Maria José Rocha Lima*
Fiquei perplexa ao ler as estimativas de que os alunos brasileiros vão demorar 260 anos para atingirem índice de leitura dos países ricos. Na Matemática, a previsão é de 75 anos, segundo relatório sobre a crise da aprendizagem, produzido pelo Banco Mundial, reunindo dados do Programa Internacional de Avaliação de Alunos (Pisa), uma pesquisa sobre a educação mundial, divulgada a cada três anos pela Organização para Cooperação e Desenvolvimento Econômico (OCDE).
Confesso que até pensei numa teoria conspiratória, mas depois de ler o Parecer de Rui Barbosa, de 12 de setembro de 1882, entendi que se trata de puro descaso da elite brasileira pela educação.
O deputado Rui Barbosa (1882), com os seus exuberantes talento, inteligência e cultura, escreveu: “Com essa celeridade de milésimos por ano […], em menos de 799 anos não teríamos chegado à situação que se anela, à situação normal de alguns países já hoje, em que toda a população de idade escolar recebe a instrucção primária”.
Com a celeridade semelhante àqueles tempos, comemora-se o IDEB de 4,2 obtido pelo ensino médio, conforme o INEP/MEC. O Índice de Desenvolvimento da Educação Básica mede a qualidade do aprendizado nacionalmente e estabelece metas para a melhoria do ensino.
A tradição secular de lentidão e atraso na educação nos impulsiona a comemorar o avanço de 0,4 ponto obtido entre 2017 e 2019, como o maior em toda a série histórica. Em 2005, o IDEB foi 3,4, passando para 3,5 em 2007 e para 3,6 em 2009. Entre 2011 e 2015, o IDEB do ensino médio ficou estagnado em 3,7. Em 2017, avançou para 3,8 e, no ano passado, para 4,2. A meta para aquele ano era 5. O IDEB das escolas públicas estaduais aumentou 0,4, passando de 3,5 em 2017 para 3,9 em 2019. Mesmo assim, a rede estadual ficou abaixo da meta de 4,6. Apenas dois estados, Pernambuco e Goiás, alcançaram a meta de 2019 para as escolas estaduais. Desde 2013, o ensino médio não atinge a meta do IDEB.

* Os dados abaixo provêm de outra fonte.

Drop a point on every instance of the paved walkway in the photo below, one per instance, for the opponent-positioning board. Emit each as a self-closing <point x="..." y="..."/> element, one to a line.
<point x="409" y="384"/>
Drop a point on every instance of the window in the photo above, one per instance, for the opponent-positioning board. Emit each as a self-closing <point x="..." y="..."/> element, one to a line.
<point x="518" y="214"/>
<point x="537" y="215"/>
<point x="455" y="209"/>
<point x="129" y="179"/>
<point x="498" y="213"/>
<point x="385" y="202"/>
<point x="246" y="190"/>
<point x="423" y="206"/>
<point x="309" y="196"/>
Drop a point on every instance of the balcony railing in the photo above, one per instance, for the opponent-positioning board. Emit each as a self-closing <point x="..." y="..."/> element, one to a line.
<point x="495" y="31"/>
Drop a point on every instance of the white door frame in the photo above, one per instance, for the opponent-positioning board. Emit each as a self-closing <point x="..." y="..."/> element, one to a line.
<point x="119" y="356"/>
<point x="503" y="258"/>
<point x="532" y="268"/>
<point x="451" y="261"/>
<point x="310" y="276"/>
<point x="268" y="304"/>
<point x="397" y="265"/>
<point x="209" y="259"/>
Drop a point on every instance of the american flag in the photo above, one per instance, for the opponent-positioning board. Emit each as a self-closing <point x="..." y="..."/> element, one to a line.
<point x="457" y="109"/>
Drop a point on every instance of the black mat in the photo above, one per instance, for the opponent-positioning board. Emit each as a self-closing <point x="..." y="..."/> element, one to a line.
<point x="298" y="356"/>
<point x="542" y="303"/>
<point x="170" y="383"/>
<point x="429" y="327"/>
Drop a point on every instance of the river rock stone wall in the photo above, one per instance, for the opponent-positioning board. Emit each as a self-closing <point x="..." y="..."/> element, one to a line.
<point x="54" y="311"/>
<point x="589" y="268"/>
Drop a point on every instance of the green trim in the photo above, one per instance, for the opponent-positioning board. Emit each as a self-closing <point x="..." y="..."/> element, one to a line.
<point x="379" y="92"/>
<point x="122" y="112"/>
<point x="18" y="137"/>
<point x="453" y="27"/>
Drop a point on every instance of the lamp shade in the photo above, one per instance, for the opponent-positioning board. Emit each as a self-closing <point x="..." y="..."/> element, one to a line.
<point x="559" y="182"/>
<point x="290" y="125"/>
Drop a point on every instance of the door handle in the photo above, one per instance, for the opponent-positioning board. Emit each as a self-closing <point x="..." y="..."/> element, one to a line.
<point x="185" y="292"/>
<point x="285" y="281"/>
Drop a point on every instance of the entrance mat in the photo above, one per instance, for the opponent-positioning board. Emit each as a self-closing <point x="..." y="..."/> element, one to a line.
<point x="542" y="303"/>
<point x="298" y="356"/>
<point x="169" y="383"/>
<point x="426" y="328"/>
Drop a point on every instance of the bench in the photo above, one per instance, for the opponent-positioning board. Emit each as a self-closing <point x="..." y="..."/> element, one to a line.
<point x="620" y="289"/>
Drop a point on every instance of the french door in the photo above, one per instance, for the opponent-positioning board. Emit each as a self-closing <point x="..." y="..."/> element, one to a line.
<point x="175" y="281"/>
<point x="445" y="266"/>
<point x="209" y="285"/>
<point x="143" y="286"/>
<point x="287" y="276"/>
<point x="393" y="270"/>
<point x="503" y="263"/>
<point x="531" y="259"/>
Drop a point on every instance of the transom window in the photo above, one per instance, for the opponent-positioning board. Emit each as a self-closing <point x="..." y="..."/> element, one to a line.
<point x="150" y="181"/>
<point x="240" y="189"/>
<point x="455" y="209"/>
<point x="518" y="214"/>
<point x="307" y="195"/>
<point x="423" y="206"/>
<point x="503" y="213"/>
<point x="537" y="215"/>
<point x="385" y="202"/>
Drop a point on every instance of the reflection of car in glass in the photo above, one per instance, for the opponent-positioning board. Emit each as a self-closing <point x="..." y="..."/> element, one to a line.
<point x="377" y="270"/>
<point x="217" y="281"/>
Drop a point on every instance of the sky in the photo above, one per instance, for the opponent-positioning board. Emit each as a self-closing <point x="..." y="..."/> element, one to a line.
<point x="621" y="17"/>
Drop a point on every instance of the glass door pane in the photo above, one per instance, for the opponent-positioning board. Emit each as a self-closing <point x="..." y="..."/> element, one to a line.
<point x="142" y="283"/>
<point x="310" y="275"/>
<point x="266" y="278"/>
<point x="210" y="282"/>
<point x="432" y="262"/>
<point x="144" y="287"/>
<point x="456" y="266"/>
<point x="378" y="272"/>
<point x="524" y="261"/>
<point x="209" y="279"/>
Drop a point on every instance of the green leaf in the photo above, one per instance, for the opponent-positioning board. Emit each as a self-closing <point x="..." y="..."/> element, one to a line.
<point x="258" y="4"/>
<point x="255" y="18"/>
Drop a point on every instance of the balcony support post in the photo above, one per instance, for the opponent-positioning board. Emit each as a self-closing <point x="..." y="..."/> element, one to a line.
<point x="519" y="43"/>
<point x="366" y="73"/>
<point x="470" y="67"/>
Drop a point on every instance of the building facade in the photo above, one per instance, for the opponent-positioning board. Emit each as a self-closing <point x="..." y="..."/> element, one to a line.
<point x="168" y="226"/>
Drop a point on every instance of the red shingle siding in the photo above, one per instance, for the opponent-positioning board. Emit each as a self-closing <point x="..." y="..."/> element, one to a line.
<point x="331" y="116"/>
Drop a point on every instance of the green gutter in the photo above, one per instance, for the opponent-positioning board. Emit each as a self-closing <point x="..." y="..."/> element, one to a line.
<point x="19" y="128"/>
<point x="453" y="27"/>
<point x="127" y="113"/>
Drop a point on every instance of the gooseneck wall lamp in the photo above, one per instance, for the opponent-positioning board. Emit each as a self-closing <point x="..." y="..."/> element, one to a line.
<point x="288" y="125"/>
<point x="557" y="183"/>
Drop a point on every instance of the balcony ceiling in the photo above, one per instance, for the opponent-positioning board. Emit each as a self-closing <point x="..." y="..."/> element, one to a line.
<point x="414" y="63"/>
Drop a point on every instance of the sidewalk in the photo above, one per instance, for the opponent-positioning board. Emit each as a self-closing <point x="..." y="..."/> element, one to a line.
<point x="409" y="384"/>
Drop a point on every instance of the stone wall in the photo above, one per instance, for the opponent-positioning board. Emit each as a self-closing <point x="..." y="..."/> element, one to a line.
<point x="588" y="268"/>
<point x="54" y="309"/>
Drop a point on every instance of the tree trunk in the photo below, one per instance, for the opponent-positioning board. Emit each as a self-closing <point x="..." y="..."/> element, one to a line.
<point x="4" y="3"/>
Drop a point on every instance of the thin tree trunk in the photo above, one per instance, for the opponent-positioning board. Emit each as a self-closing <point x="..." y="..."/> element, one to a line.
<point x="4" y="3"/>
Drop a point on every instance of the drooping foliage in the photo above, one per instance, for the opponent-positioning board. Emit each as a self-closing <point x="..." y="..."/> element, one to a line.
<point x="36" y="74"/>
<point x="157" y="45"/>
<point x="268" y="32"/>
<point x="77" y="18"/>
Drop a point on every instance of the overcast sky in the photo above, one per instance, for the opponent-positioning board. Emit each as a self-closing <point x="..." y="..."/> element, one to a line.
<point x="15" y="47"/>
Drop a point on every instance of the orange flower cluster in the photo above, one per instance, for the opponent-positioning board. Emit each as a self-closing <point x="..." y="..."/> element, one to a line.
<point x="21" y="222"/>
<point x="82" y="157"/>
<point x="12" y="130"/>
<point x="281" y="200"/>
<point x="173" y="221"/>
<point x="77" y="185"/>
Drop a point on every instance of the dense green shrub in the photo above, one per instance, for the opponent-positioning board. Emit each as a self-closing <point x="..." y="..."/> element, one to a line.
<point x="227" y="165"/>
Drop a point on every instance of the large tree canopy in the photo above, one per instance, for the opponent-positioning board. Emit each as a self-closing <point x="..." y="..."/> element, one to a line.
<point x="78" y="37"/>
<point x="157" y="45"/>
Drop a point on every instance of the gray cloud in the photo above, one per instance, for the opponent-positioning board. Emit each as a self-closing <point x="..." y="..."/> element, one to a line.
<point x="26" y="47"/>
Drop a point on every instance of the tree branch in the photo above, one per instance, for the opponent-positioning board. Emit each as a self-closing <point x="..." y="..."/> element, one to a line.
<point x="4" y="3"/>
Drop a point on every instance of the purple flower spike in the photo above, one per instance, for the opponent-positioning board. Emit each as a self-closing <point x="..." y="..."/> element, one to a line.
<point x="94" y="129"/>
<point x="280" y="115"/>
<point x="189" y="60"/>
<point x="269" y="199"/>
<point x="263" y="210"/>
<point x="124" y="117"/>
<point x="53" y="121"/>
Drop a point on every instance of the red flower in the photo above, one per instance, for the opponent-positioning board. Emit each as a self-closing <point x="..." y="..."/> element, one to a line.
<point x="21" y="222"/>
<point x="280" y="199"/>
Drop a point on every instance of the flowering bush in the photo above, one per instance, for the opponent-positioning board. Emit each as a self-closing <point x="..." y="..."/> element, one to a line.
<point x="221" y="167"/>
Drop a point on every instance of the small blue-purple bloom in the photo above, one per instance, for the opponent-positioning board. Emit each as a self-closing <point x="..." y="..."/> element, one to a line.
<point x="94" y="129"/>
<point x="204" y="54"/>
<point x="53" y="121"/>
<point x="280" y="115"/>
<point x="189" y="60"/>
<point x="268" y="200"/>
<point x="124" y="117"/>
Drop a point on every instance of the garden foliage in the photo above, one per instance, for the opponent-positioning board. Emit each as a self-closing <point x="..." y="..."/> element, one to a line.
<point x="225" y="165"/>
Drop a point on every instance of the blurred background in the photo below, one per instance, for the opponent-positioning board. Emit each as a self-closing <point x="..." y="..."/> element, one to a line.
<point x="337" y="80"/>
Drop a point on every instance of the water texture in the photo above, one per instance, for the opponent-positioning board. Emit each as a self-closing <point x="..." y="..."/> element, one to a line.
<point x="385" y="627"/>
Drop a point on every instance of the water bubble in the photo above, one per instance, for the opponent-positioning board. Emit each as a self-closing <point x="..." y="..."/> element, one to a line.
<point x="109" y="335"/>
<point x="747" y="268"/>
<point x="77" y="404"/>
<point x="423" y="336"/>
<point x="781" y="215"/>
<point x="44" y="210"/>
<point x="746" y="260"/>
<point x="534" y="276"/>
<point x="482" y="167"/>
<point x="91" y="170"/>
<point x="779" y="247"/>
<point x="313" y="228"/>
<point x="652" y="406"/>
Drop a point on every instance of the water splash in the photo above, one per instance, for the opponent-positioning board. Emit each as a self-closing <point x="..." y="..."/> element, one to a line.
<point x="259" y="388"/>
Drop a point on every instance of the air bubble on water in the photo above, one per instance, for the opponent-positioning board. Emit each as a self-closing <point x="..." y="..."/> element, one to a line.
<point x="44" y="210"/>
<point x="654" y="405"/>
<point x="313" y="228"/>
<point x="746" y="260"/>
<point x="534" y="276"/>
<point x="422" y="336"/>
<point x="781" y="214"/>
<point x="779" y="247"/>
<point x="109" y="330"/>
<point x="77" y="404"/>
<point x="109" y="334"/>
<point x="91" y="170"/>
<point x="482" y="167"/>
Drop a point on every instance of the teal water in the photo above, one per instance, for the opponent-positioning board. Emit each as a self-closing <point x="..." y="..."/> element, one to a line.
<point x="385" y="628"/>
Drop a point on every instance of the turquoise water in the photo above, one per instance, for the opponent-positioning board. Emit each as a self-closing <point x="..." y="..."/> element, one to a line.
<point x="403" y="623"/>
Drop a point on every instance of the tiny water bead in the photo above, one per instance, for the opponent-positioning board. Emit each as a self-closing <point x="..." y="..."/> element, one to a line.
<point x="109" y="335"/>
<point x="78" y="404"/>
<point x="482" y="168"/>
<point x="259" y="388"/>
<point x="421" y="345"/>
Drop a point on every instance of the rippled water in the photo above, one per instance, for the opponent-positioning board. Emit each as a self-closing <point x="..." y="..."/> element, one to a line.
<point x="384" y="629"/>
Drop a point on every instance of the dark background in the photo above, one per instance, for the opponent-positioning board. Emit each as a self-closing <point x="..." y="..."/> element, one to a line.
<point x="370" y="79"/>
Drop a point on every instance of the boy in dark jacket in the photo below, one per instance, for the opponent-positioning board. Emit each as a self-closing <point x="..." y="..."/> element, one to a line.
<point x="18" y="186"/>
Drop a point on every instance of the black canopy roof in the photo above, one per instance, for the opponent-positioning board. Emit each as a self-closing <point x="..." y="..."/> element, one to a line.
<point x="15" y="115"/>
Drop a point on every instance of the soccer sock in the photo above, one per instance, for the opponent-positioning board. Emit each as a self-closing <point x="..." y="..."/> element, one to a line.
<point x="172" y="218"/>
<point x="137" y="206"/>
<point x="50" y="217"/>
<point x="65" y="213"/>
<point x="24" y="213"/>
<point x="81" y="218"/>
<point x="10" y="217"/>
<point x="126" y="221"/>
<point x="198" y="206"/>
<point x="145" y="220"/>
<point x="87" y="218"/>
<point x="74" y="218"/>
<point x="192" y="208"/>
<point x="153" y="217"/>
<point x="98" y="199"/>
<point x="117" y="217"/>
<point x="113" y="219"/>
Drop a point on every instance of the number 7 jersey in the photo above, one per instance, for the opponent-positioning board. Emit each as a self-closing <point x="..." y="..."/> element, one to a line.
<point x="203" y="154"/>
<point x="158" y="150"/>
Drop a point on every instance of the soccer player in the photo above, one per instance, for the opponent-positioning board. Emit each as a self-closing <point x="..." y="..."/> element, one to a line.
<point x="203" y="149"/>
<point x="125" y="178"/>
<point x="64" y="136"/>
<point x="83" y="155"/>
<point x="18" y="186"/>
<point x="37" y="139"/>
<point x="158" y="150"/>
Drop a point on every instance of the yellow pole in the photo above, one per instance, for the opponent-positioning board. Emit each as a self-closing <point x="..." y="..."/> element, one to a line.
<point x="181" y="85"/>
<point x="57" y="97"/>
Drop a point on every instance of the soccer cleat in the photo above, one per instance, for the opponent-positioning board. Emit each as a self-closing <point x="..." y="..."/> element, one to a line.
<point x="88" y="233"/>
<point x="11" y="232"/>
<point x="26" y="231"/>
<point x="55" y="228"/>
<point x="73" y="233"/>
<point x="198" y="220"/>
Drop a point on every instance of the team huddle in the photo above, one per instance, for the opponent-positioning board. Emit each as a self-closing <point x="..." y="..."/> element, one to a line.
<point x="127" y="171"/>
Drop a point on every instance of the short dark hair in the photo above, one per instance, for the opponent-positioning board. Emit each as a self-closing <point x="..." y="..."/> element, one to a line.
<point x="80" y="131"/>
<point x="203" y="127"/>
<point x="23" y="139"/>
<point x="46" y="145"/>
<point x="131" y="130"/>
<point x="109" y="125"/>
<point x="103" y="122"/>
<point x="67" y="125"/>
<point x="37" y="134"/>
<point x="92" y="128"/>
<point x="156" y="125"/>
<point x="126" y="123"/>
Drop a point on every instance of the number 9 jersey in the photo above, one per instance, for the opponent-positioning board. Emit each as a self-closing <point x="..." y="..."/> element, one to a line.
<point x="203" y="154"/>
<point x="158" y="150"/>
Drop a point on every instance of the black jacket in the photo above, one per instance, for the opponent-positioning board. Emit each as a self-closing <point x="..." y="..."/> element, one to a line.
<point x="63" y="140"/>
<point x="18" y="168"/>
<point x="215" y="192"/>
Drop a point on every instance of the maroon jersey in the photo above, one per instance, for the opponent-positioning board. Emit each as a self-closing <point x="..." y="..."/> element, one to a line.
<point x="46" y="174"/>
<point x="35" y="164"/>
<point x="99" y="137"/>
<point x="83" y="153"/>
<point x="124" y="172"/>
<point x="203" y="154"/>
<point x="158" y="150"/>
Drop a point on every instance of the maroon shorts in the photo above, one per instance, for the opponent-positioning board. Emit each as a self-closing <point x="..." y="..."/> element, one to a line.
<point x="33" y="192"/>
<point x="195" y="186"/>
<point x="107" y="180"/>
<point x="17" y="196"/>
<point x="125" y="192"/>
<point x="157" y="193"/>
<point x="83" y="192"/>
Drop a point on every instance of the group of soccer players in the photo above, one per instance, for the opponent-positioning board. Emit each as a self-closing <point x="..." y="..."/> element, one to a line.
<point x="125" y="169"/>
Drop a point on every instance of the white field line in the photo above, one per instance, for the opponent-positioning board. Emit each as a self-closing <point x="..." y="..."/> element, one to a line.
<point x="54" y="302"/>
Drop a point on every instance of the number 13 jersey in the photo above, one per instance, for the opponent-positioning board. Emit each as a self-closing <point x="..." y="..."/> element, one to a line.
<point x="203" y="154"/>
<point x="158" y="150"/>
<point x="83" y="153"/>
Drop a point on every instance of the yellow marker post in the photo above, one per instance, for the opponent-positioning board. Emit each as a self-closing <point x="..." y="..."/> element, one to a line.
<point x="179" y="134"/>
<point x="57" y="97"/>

O INEP divulgou que o Brasil avançou no IDEB em todas etapas de ensino, mas apenas nos anos iniciais do ensino fundamental, do 1º ao 5º ano, cumpriu a meta de qualidade estabelecida para 2019. O IDEB registrado nos anos iniciais no país foi 5,9, índice que superou a meta nacional de 5,7, considerando tanto as escolas privadas quanto as públicas. Nos anos finais do ensino fundamental, do 6º ao 9º ano, o IDEB alcançado no país foi 4,9, inferior à meta fixada para a etapa, 5,2.
Há 138 anos, em 12 de setembro de 1882, Rui Barbosa, Deputado à Assembléia Geral do Império, apresentou o Parecer e Projecto de Reforma do Ensino Primário, da Commissão de Instrucção Pública, e consignava: “O ensino público está à orla do limite possível a uma nação que se presume livre e civilizada; é que há decadência, em vez de progresso; é que somos um povo de analfabetos, e que a massa deles se decresce numa proporção desesperadamente lenta; é que a instrução acadêmica está infinitamente longe do nível científico desta idade; é que a instrução secundária oferece ao ensino superior uma mocidade cada vez menos preparada para o receber; é que a instrução popular, na Corte como nas províncias, não passa de um desideratum; é que há sobeja matéria para nos enchermos de vergonha, e empregarmos heroicos esforços por uma rehabilitação, em bem da qual, se não quisermos deixar em dúvida a nossa capacidade mental ou os nossos brios, cumpre não recuar ante sacrifício nenhum; não só porque, de todos os sacrifícios possíveis, não haveria um que não significasse uma despesa proximamente reprodutiva, como porque trata – se aqui do nome nacional.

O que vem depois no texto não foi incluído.